Neither official said when the arrangement would take effect or provide details on how it would be administered. It was unclear how such a deal would work, given that most migrants from other countries take routes that avoid crossing the small, poverty-stricken El Salvador. 

“We are going to work out operational details. This is just a broad agreement,” Hill told Reuters upon leaving the signing ceremony.

There should be no doubt that this agreement is not part of some humanitarian interest by the US in creating a region-wide system of humanitarian protection for refugees.  Instead, this agreement is a piece in a Trump administration agenda to make asylum claims impossible in the US with a legal argument that refugees who pass through Mexico, Guatemala, El Salvador or Honduras can and should have applied for asylum in those countries and thus are not entitled to asylum in the US.

You can watch the complete joint press conference here.

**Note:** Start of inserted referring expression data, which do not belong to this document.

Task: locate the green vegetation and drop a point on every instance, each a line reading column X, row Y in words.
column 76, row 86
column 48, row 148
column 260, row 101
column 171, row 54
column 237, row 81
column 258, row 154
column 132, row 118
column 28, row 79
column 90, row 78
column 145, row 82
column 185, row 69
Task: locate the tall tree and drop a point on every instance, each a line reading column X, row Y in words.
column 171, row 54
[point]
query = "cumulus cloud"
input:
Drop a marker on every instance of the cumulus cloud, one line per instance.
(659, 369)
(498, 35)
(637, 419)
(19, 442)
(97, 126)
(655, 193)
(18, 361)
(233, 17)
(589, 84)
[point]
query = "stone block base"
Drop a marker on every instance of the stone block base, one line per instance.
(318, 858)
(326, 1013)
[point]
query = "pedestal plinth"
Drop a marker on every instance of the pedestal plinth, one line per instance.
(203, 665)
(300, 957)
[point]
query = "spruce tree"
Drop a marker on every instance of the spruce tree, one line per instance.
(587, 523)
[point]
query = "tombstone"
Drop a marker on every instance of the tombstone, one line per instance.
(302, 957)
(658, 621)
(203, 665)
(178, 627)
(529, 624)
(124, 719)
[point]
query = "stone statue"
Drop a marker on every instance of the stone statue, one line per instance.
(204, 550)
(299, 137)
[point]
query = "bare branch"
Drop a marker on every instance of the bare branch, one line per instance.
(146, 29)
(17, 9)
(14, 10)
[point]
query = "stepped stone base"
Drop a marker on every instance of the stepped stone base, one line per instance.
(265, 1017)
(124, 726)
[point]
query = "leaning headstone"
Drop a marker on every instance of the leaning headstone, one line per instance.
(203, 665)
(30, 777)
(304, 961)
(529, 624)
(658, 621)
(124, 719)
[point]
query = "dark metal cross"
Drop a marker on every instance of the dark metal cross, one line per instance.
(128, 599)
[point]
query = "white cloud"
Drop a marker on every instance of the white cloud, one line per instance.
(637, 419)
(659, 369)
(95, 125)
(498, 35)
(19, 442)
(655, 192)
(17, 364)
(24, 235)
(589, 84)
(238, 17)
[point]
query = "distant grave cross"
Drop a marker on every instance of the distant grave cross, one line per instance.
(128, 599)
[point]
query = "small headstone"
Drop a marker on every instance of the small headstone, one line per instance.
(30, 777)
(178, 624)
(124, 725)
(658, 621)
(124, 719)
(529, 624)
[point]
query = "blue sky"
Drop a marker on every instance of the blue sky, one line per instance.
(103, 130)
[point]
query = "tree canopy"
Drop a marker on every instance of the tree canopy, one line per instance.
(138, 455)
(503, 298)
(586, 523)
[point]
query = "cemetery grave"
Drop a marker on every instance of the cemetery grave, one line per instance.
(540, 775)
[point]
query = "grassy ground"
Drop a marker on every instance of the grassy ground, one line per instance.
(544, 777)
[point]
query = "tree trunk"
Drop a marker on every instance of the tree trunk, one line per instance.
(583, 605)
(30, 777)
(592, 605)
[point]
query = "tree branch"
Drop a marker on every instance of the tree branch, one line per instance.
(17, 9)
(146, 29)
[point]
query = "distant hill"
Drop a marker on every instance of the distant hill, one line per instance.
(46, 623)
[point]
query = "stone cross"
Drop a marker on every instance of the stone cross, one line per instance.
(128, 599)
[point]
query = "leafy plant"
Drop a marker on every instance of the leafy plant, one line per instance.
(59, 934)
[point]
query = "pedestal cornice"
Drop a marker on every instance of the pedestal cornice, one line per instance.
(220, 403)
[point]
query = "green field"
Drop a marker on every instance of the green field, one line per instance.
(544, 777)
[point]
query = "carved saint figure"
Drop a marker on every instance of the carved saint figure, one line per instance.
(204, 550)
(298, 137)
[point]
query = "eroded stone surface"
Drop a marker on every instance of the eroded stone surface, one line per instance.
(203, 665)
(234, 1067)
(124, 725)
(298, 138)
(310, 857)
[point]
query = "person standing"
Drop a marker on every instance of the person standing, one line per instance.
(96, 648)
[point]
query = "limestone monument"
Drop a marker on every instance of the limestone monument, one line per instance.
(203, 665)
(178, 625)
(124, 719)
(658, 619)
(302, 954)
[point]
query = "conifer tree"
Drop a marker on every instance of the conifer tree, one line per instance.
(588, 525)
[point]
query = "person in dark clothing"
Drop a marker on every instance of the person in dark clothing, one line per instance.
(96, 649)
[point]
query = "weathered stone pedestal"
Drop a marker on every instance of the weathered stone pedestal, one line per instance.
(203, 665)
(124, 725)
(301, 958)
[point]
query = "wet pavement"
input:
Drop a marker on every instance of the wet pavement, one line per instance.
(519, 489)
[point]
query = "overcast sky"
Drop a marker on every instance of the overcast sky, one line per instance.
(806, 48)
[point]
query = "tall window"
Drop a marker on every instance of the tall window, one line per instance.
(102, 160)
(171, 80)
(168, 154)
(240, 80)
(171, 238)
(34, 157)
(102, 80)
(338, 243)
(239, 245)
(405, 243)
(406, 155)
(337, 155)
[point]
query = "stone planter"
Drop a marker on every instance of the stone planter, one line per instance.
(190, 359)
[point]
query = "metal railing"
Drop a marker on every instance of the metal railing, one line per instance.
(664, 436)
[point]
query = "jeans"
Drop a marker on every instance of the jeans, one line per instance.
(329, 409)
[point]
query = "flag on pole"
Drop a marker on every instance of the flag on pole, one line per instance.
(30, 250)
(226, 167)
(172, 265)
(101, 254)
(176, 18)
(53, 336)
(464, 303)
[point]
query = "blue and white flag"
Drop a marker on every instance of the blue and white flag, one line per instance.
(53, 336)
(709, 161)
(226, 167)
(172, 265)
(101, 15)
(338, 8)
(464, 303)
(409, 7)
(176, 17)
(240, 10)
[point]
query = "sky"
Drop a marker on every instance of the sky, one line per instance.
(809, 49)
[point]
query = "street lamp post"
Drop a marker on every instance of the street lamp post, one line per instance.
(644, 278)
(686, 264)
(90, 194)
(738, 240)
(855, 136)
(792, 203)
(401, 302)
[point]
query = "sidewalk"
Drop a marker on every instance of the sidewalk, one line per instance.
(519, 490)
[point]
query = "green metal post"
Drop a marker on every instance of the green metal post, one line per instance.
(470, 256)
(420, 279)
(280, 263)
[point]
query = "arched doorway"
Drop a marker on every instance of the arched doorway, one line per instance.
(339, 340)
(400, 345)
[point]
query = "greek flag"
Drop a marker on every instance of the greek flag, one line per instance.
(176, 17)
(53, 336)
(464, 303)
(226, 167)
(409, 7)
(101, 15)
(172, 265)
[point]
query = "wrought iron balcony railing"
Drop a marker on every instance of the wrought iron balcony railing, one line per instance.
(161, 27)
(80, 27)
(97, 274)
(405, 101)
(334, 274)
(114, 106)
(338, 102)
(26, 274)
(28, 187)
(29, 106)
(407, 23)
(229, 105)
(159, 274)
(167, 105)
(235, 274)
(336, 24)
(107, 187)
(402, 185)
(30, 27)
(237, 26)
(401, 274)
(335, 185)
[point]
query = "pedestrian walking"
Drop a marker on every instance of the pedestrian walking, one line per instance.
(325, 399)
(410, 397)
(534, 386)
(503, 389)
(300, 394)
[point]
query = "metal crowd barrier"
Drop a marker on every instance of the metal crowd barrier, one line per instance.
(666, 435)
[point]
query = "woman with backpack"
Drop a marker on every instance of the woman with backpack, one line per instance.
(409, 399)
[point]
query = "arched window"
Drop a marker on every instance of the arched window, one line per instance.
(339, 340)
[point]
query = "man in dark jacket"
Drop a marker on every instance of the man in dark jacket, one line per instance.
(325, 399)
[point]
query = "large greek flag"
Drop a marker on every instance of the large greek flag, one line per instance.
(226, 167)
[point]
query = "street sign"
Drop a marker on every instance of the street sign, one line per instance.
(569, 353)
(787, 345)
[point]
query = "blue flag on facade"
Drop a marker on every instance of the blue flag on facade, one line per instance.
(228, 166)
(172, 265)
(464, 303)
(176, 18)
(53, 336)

Hill started her remarks by stating “My president, president Bukele, since day 1, has changed policy 180 degrees.   We are now allies of the United States after a decade of a government that was pro-Chavez.”  Then, Hill talked about two subjects which are not advanced by this agreement at all.  First, she described as “the main issue” the plight of Salvadorans who have fled as migrants because of violence or economic necessity.   And yet the agreement she signed appears to have done nothing for such migrants.

This agreement does not contain measures for Salvadorans who might currently be on the migrant journey, stuck at the Mexican border by metering policies, imprisoned in immigration detention centers, or dumped back in Mexico under the Migrant Protection Protocols to wait out their immigration court proceedings.   While Hill invoked the images of Óscar Alberto Martínez Ramírez, 26, and his toddler daughter Valeria who drowned in the Rio Grande as she spoke about the predicament of Salvadora migrants, this agreement does nothing to change the Trump administration policies which force migrants to attempt dangerous journeys across the Rio Grande or through barren deserts.

Hill also talked passionately about the 195,000 Salvadorans in the US on Temporary Protected Status (“TPS”) which the Trump administration is attempting to cancel and force them to return home.  Hill stated that these TPS holders have deep roots in the US and put their hands over their hearts for the US national anthem and also for the national anthem of El Salvador.  She made it clear that the Salvadoran government was advocating for a path which would allow TPS holders to remain in the US. 

However, Jonathan Blitzer of the New Yorker magazine  tweeted that Hill was having no success on this point:

According to a senior Trump Administration official, gov’t of El Salvadoran asked U.S. to extend T.P.S. for 200K+ Salvadorans living in the U.S. in exchange for signing asylum deal announced today. And was told that T.P.S. was a non-starter for US. Salvadorans signed anyway.

El Salvador would almost be starting from scratch in creating a system to accept refugees.   Although El Salvador passed a refugee law in 2002, I searched in vain across current Salvadoran government websites to find any information about current activities of  “CODER,” the commission which is established under the law to accept refugee applications.   The only mention was a press event in 2016 where then foreign minister Hugo Martinez stated that 49 persons “in recent years” had been accepted as refugees in El Salvador. 

One also has to question whether El Salvador seriously plans to accept any quantity of refugees from other countries like Venezuela or Cuba in the future, given its need to devote resources to the needs of thousands of Salvadorans being deported from the US and Mexico each year.

So what does El Salvador get out of signing this agreement?   There is probably some additional security funding which will make its way to El Salvador to fight gang violence on the grounds that such violence is a push factor for migration.  El Salvador also looks to see progress on agricultural guest worker visas for legal migration.   Finally, the agreement pushes Nayib Bukele’s argument that he is the best partner for the US in the region, as he continues to seek investment and backing for his other ambitious initiatives in the country.

But for the Salvadoran migrant outside of the country, despite the words of Foreign Minister Hill, this agreement offers nothing.